Несмотря на личные огорчения, Пушкин с присущей ему отзывчивостью на горести и страдания окружающих обращается в конце октября к Жуковскому с просьбой устроить судьбу «восьмилетней Родоес Сафианос, дочери грека, павшего в Скулянской битве»: «Нельзя ли сиротку приютить?»
Вскоре он узнает о петербургском бедствии — наводнении. 7 ноября 1824 года, когда город был залит водою, деревянные дома близ Невы были смыты, пловучие мосты сорваны, — человеческие жертвы насчитывались сотнями. В начале декабря Пушкин пишет брату, что петербургский потоп у него «с ума нейдет»: «Если тебе вздумается помочь какому-нибудь несчастному, помогай из Онегинских денег».
От южных друзей приходили письма, несколько оживлявшие деревенское заточение. Осенью Пушкин получил письмо от Сергея Волконского, дружески сожалевшего о новых гонениях «баловника муз». В некоторых его замечаниях чувствовался деятель Южной армии: «Соседство и воспоминания о Великом Новгороде, о вечевом колоколе и об осаде Пскова будут для вас предметом пиитических занятий…»
Письмо заканчивалось кратким сообщением, которое заставило Пушкина задуматься: «Имев опыты вашей ко мне дружбы и уверен будучи, что всякое доброе о мне известие будет вам приятным, уведомляю вас о помолвке моей с Мариею Николаевною Раевскою. Не буду вам говорить о моем щастии, будущая моя жена была вам известна».
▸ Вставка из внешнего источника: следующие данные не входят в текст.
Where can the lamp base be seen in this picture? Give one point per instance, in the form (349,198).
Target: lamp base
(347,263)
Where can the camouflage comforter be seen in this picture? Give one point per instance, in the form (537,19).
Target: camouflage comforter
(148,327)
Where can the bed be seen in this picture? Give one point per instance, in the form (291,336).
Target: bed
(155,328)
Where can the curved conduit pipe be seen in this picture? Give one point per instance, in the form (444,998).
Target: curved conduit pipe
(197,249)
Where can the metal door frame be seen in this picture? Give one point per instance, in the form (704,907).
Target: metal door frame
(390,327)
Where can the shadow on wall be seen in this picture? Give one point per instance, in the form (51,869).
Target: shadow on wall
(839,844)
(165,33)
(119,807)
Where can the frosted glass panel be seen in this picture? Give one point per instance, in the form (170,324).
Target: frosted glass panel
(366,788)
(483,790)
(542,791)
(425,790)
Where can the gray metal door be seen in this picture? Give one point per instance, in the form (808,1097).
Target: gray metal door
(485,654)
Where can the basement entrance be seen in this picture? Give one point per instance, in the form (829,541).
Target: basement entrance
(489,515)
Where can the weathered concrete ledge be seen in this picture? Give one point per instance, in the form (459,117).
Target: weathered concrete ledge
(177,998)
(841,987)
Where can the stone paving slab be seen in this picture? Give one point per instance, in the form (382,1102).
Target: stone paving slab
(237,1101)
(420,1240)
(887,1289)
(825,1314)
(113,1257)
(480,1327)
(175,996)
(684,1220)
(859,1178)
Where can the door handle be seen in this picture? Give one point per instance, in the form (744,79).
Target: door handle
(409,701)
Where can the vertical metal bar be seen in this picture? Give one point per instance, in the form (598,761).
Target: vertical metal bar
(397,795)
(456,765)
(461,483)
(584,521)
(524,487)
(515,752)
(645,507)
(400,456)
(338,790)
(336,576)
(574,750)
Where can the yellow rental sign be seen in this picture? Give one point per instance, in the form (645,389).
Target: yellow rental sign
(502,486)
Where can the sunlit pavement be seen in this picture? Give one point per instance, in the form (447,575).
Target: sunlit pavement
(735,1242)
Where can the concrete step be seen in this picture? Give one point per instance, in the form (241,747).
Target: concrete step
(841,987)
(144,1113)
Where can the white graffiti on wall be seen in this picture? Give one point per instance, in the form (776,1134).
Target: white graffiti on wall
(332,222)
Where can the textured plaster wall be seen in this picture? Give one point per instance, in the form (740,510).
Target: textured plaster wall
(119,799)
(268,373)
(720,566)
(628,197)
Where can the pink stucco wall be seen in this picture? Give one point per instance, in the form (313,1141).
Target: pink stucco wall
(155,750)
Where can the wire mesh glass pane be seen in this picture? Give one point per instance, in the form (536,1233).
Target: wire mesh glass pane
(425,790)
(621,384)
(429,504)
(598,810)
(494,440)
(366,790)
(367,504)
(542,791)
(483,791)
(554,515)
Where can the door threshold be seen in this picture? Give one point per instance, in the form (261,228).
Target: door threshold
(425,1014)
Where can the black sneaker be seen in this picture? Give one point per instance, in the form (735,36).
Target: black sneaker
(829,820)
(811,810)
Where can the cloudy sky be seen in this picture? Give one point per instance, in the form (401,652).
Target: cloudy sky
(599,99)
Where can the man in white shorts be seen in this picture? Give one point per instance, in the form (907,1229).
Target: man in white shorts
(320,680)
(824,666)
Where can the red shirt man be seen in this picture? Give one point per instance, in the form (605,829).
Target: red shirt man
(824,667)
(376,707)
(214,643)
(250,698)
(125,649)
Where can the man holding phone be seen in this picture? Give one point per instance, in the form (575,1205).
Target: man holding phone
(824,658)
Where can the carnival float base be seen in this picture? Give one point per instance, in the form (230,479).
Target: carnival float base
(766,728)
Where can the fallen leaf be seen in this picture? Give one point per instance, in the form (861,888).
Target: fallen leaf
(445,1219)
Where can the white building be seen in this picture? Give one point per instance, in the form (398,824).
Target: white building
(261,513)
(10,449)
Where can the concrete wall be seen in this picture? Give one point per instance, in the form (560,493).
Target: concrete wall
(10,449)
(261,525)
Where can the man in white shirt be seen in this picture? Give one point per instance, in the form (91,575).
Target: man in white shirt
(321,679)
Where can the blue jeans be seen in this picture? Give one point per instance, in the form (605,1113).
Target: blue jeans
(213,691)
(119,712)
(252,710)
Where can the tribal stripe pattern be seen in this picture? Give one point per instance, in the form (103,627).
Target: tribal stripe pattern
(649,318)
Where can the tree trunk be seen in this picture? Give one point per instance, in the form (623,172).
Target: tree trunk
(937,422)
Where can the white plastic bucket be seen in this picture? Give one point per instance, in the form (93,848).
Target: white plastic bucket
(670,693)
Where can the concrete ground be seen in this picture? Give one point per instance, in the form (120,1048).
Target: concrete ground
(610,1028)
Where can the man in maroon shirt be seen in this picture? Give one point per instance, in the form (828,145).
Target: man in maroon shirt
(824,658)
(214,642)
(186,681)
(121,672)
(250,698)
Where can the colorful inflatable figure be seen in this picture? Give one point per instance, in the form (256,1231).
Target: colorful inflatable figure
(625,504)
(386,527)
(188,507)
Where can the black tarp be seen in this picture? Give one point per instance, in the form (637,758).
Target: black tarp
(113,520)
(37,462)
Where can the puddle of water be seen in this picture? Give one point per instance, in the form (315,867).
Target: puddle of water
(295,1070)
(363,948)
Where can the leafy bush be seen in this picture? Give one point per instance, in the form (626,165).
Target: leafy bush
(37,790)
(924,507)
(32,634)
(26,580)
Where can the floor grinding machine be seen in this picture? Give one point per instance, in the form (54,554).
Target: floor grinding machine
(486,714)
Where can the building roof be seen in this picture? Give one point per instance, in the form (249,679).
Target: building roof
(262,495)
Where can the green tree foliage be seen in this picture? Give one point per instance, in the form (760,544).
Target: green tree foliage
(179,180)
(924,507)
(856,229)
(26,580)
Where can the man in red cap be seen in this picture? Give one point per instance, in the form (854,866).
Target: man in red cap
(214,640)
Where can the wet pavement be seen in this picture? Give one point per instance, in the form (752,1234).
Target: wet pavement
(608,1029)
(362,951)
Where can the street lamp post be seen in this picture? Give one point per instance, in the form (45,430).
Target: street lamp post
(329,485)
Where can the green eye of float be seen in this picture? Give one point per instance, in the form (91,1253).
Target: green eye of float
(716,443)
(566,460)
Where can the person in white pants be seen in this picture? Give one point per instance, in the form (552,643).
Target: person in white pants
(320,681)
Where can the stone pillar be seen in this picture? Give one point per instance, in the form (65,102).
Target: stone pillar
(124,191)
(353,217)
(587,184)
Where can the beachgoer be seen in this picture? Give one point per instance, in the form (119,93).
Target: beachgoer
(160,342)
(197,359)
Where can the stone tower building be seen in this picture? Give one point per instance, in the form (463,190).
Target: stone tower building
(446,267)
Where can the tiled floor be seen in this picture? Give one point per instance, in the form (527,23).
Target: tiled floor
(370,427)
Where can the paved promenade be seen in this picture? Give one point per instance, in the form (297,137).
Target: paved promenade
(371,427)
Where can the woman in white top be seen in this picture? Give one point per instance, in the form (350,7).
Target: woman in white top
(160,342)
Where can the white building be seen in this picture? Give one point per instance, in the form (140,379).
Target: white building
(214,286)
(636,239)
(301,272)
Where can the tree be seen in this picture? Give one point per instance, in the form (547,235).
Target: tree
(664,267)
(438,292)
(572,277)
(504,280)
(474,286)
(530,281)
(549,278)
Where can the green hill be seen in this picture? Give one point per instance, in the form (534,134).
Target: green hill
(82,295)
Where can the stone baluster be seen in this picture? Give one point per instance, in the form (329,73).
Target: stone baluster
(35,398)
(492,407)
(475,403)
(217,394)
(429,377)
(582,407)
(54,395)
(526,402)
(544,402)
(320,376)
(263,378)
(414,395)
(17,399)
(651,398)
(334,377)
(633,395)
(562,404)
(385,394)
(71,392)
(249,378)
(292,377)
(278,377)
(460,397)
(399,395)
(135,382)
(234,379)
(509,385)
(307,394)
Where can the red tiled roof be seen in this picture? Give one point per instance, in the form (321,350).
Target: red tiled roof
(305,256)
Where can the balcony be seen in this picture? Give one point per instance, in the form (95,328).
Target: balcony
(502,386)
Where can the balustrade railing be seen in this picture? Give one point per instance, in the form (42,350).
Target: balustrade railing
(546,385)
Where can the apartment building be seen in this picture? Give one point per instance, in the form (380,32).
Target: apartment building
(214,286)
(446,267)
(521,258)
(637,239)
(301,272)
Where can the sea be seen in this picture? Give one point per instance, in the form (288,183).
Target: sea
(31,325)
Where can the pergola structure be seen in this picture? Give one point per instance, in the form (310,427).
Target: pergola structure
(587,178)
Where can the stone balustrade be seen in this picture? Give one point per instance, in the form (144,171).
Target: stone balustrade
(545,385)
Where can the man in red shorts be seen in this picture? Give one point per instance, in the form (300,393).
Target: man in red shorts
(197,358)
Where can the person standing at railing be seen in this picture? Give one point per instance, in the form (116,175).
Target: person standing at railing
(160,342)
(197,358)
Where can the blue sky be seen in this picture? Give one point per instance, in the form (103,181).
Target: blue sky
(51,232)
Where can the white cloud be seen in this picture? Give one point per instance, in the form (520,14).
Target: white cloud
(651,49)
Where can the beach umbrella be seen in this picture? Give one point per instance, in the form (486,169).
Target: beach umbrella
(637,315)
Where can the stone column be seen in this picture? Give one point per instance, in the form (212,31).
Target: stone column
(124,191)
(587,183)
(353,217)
Несколько слов письма возродили чувство поэта к этой прелестной русской девушке. Такие дружеские сообщения невольно напоминали о неудачах личной судьбы вечно гонимого «баловника муз», мимо которого неизменно проходило счастье жизни, оставляя в душе только затаенное и горькое ощущение проигранной «бедной юности». В таком настроении вскоре были написаны щемящие строфы «Зимнего вечера» с их гениальной передачей удручающей музыки разыгравшейся вьюги и безотрадным обращением молодого поэта к дремлющей старушке.
В первых числах декабря из Петербурга вернулся в Михайловское крепостной приказчик Калашников, сопровождавший туда Ольгу Сергеевну. Он привез Пушкину от брата некоторые вещи и пакет книг. Среди них находились два новых тома «Истории» Карамзина, вышедшие весной 1825 года. В них излагались события времен Федора Иоанновича и царствования Бориса Годунова.
Если первые восемь томов «Истории» вызвали в Пушкине в 1818 году восхищение и даже «трепет вдохновенья», новые томы Карамзина увлекли своей связью с политической современностью. «Что за чудо эти два последние тома Карамзина! — писал вскоре Пушкин, — какая жизнь! C'est palpitant comme la gazette d'hièr» («Это трепещет, как последний номер газеты»).
Продолжение карамзинского труда разрешало труднейшую творческую задачу, уже несколько лет томившую Пушкина: найти материал для национальной трагедии в новом стиле, романтическом или шекспировском. История царя Бориса несла в себе всеэлементы для такого творческого опыта.
Это отчасти объяснялось тем, что историк Карамзин был первым русским шекспирологом. В 1787 году он выпустил в Москве «Юлия Цезаря» с обстоятельным предисловием, в котором произнес похвалу английскому поэту за его дар изображать человеческие характеры во всей их жизненной силе. Он прославляет его и в своей оде «Поэзия» и в своих путевых письмах, где описывает постановку «Гамлета» в Гаймаркетском театре и гробницу Шекспира в Вестминстерском аббатстве.
Историк-художник намеренно придал своей концепции Борисовой судьбы характер шекспировской хроники. Приняв политические памфлеты Шуйских (в которых они возводили на Годунова обвинения в убийстве царевича Дмитрия), как подлинный исторический документ, Карамзин в духе Шекспира изображает выборного царя московского одаренным властителем, деятельность которого опорочена «злодейством» и в силу этого несет в себе зародыш гибели. В сплетении исторических событий раскрывается начало отвлеченного и условного «морального возмездия»: «Имя Годунова, одного из разумнейших властителей в мире, было и будет произносимо с омерзеньем во славу нравственного неуклонного правосудия».